API Schemas
Overview
Say we have a simple application that manages users.
The frontend displays user information, such as the user’s name and email address. It gets this information from the backend (Users API).
import { useEffect, useState } from "react";
interface User {
userId: string;
name: string;
email: string;
}
function UserInfo(props: { userId: string }) {
const [user, setUser] = useState<User>();
useEffect(() => {
// Get the user's info
fetch(`https://our-fancy-backend.io/v1/api/users/${props.userId}`)
.then((response) => response.json())
.then((data) => {
setUser(data);
});
}, [props.userId]);
if (!user) {
return <p>Loading...</p>;
}
return (
<div>
<h1>{user.name}</h1>
<p>{user.email}</p>
</div>
);
}
Taking a closer look, we see that the User
interface is defined in the frontend codebase. Some questions arise:
- How does the frontend team know what fields are available on the
User
object? - Where is the source of truth? It can’t possibly be the frontend codebase, since the backend controls it.
Loose data contracts
The backend team at some point had to have communicated the User
schema to the frontend team. Depending on the
organization, this could have been in the form of a simple Slack message, an email, a Confluence page, etc.
This established a loose contract between the backend and frontend teams - the backend team promises to return a User
object in this shape. I use the term loose because the contract hinges on human commitment, rather than being
guaranteed by technology.
Any system that relies on human commitment (i.e. manual work) is prone to errors, and adds significant overhead to the SDLC. This introduces the worst kind of coupling - the kind that is implicit and obfuscated.

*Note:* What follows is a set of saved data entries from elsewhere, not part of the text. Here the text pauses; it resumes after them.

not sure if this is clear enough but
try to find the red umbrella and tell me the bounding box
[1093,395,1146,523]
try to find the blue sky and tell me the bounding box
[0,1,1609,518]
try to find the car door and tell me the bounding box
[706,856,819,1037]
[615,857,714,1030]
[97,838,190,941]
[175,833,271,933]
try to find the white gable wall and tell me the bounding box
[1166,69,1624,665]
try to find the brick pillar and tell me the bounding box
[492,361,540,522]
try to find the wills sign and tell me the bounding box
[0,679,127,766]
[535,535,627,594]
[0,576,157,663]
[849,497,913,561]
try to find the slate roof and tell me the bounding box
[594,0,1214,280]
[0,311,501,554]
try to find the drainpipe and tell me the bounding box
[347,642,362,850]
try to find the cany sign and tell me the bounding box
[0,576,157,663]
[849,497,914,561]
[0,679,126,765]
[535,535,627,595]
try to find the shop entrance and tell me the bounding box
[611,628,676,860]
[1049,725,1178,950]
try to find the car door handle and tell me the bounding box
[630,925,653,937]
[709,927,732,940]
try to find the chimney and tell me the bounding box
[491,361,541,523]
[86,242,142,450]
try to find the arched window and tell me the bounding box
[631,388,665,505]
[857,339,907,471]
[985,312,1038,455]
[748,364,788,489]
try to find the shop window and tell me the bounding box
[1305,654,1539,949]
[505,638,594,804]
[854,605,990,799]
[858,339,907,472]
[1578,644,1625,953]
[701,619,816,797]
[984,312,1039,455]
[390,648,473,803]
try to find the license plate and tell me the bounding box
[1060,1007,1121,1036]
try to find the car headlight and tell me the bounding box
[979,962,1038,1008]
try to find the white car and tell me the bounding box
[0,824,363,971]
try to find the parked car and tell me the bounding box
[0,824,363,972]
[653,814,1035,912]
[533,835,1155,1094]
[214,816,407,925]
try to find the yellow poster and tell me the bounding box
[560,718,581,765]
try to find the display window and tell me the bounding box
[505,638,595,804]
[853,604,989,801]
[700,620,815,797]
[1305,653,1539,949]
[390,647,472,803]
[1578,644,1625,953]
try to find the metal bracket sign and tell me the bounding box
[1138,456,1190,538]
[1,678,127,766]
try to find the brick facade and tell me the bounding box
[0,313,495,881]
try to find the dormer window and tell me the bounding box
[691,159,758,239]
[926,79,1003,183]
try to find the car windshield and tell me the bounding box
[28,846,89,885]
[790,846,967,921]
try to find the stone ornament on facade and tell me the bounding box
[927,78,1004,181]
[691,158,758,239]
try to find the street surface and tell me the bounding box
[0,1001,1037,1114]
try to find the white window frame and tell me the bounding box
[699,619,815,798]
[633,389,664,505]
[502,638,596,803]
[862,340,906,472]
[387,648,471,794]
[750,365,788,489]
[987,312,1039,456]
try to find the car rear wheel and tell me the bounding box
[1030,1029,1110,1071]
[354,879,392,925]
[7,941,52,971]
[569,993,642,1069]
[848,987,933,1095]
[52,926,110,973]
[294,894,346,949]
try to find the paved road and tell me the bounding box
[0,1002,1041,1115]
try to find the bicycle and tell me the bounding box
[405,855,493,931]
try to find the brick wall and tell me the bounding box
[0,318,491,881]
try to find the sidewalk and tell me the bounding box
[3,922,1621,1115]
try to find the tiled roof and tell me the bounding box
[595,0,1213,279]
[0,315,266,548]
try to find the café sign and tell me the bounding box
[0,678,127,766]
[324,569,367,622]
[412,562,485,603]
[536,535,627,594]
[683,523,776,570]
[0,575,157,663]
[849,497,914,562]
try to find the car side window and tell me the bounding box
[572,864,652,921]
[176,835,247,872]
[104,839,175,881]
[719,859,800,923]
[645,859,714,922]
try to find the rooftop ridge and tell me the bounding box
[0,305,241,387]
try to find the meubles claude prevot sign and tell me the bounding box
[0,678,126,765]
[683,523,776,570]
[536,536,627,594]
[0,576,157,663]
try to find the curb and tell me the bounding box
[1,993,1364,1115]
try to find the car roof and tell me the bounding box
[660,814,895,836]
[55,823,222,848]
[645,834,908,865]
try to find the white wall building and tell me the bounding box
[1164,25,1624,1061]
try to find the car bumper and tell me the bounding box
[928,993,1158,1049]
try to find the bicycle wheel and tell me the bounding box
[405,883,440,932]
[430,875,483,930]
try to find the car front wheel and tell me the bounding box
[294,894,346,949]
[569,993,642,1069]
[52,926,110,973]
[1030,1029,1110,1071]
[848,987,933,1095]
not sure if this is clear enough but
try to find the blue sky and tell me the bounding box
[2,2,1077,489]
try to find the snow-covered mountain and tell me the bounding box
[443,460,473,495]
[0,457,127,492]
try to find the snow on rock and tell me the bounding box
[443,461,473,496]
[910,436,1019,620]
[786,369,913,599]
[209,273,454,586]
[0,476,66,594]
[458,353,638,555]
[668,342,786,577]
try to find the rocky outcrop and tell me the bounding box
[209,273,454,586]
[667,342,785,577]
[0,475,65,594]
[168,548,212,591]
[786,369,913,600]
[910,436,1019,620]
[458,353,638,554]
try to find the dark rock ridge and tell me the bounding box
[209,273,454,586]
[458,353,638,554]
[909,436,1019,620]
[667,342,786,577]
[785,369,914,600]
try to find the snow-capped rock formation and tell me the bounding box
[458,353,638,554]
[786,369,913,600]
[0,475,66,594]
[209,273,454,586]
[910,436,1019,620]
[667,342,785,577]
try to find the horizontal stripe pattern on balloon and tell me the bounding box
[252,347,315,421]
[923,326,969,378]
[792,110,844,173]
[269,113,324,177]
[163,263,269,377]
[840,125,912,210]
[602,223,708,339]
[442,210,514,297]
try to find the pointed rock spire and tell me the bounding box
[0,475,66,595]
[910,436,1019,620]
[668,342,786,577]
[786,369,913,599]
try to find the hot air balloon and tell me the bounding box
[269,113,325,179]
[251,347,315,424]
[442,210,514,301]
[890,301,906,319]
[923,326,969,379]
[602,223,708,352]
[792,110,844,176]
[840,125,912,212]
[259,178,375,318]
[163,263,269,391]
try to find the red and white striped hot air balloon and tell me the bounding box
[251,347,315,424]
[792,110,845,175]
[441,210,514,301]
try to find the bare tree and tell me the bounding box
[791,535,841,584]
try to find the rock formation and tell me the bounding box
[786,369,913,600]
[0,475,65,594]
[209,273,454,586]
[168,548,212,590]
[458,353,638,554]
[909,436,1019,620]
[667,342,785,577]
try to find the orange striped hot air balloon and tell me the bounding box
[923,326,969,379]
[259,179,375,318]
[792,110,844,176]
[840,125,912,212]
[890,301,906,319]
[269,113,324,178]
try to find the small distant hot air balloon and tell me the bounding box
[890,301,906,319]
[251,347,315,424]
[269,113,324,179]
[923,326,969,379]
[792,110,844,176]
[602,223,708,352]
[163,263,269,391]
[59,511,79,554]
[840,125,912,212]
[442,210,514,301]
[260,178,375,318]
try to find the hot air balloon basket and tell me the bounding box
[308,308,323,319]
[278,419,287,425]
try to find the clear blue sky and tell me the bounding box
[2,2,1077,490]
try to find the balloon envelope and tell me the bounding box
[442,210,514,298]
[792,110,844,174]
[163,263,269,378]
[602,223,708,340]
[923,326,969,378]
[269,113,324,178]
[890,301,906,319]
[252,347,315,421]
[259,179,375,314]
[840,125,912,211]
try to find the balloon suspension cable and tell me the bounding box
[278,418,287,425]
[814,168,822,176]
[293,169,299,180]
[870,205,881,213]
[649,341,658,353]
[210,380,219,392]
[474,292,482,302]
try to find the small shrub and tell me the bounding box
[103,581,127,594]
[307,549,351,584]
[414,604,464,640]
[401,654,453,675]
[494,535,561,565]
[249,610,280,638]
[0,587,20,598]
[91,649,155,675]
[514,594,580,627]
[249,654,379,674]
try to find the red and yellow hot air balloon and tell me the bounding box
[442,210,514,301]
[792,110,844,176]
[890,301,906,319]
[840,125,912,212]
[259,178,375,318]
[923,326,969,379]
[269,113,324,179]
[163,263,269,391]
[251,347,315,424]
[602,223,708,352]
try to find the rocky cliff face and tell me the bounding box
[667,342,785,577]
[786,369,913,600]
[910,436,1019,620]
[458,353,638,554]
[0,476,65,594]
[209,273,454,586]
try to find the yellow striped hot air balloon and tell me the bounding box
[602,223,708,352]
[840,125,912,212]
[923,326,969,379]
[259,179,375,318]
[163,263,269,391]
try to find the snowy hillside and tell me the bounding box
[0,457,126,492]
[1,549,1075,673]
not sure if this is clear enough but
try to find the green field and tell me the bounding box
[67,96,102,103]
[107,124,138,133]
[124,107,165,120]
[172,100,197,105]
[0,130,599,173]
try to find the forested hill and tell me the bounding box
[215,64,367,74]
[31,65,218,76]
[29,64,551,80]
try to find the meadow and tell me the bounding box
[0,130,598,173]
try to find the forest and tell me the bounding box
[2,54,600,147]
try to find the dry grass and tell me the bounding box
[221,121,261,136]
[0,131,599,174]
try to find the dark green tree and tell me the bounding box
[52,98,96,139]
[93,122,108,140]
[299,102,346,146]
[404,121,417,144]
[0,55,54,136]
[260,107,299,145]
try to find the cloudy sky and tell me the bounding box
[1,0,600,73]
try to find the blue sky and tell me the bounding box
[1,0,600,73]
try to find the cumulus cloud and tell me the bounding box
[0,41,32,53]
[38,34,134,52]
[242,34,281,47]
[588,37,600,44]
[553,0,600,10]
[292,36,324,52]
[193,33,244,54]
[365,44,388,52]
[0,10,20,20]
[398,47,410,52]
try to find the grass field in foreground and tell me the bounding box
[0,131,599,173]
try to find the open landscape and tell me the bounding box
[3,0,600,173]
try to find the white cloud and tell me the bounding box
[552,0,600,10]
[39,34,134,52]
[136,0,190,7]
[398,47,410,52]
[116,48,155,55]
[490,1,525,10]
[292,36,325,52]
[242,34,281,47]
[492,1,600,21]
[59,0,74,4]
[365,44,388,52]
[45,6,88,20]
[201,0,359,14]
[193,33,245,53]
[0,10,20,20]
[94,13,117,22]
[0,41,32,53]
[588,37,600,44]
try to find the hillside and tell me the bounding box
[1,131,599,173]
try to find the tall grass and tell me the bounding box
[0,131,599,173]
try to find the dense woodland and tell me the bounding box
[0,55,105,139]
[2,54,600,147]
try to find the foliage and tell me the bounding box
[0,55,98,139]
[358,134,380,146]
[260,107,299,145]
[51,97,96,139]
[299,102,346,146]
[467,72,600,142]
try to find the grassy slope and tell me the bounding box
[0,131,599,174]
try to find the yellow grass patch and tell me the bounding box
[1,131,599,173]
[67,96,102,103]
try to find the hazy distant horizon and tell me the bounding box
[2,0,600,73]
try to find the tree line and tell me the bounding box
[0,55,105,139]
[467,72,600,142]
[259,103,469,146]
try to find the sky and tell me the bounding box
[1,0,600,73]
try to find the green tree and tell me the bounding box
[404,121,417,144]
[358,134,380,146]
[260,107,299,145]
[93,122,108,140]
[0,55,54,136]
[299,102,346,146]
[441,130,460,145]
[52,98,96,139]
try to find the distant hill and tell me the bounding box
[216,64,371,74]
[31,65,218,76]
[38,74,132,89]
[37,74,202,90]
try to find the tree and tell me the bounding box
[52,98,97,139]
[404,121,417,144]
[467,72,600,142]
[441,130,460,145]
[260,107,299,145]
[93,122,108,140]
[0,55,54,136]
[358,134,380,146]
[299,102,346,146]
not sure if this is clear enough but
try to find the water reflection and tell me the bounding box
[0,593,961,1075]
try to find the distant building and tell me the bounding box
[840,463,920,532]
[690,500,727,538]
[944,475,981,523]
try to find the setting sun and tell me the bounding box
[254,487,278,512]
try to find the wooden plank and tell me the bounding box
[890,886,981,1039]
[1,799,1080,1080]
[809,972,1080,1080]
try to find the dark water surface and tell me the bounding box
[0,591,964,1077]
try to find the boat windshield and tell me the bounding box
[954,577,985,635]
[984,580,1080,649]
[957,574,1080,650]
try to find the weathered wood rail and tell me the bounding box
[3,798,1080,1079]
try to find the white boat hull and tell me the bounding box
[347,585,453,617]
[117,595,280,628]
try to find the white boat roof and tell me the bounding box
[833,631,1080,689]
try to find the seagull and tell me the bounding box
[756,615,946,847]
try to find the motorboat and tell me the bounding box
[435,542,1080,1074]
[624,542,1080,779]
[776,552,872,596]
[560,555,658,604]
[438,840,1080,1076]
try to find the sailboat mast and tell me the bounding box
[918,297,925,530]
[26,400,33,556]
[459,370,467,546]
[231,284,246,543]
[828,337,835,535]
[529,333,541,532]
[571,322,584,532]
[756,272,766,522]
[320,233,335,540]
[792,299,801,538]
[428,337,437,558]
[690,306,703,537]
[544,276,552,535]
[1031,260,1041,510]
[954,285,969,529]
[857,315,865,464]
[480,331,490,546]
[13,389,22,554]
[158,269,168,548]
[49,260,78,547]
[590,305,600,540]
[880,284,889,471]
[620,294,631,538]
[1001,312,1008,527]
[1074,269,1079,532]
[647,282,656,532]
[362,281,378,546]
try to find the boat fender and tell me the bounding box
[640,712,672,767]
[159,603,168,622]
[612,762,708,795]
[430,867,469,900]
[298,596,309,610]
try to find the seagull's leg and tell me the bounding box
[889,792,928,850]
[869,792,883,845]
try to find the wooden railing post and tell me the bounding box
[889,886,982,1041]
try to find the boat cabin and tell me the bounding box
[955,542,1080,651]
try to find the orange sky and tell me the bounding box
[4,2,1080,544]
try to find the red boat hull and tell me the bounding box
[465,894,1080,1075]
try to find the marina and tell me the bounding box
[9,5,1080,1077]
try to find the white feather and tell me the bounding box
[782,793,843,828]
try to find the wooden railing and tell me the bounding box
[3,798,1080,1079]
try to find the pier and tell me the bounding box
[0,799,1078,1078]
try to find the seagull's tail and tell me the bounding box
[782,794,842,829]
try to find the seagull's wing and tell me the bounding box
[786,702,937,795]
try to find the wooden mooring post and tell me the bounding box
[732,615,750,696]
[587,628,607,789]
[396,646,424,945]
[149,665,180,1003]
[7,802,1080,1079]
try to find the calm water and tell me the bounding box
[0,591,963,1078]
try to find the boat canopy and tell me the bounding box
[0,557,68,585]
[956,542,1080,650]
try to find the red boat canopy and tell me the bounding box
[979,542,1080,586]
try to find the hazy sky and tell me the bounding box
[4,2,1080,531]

The pain is amplified when there are multiple downstream teams.
Formal data contracts
API schemas are a way to formalize the data contract between teams.
- The team defines their API schema in a machine-readable format (e.g. JSON Schema, OpenAPI, Protobuf, GraphQL).
- Downstream teams can generate client code from the schema and use it to interact with the API.
The data contract is now explicit and enforced by technology.
Examples
OpenAPI is a specification for building RESTful APIs. An OpenAPI document defines the endpoints and request/response schemas.
In our example, we have an OpenAPI document - a file named openapi.yaml
- that defines the User API schema:
openapi: 3.0.0
info:
title: User API
description: API for retrieving user information by userId
version: 1.0.0
paths:
/user/{userId}:
get:
operationId: getUser
summary: Retrieve a user by ID
description: Fetches a user's information based on their unique userId
parameters:
- name: userId
in: path
required: true
description: Unique identifier for the user
schema:
type: integer
responses:
'200':
description: Successfully retrieved user
content:
application/json:
schema:
$ref: '#/components/schemas/User'
components:
schemas:
User:
type: object
properties:
userId:
type: integer
description: Unique identifier for the user
name:
type: string
description: User's name
email:
type: string
description: User's email address
required:
- userId
- name
- email
With this, we can generate client code in multiple languages to interact with the User API. Some examples include:
Language | Library |
---|---|
Typescript | @hey-api/openapi-ts |
Go | oapi-codegen |
Java | openapi-generator |
Python | openapi-python-client |
Updating our Frontend
import { useEffect, useState } from "react";
import { type User, UserClient } from "@api/users"; // Generated code
const client = new UserClient("https://our-fancy-backend.io/v1");
function UserInfo(props: { userId: string }) {
const [user, setUser] = useState<User>();
useEffect(() => {
client
.getUser({ userId: props.userId })
.then(setUser);
}, [props.userId]);
if (!user) {
return <p>Loading...</p>;
}
return (
<div>
<h1>{user.name}</h1>
<p>{user.email}</p>
</div>
);
}
The frontend team now uses the generated client code to interact with the User API. The schema is now enforced by
technology, and the frontend team can be confident that the User
object will always have the fields they expect.
Schema drift is also easier to detect, catchable at compile time, and can be automatically flagged by CI/CD pipelines.
For example,
- Backend team accidentally makes a backwards-incompatible change to the
User
schema, such as removing theemail
field. - The client is regenerated to reflect the new schema.
- Line
22
above will cause a Typescript compilation error, since theUser
object no longer has anemail
field.
The proper way of removing a field from the schema is to deprecate it first, and then remove it in a future version.
For example, OpenAPI supports marking fields as deprecated
. The generated client code can then emit warnings wherever
deprecated fields are used. Like magic! 🤯
TLDR
The developer experience improvements of API schemas are significant:
- Reduced manual communication of data contracts.
- Elimination of manual syncing of data contracts between teams.
- Automatic detection of schema drift, resulting in fewer runtime errors.
- Enables API exploration; developers can easily see 1 source of truth that defines the API and the data it provides.
Use API schemas to formalize data contracts between teams / systems. The toolchains around API schemas help eliminate all the manual work and pain brought about by loose data contracts.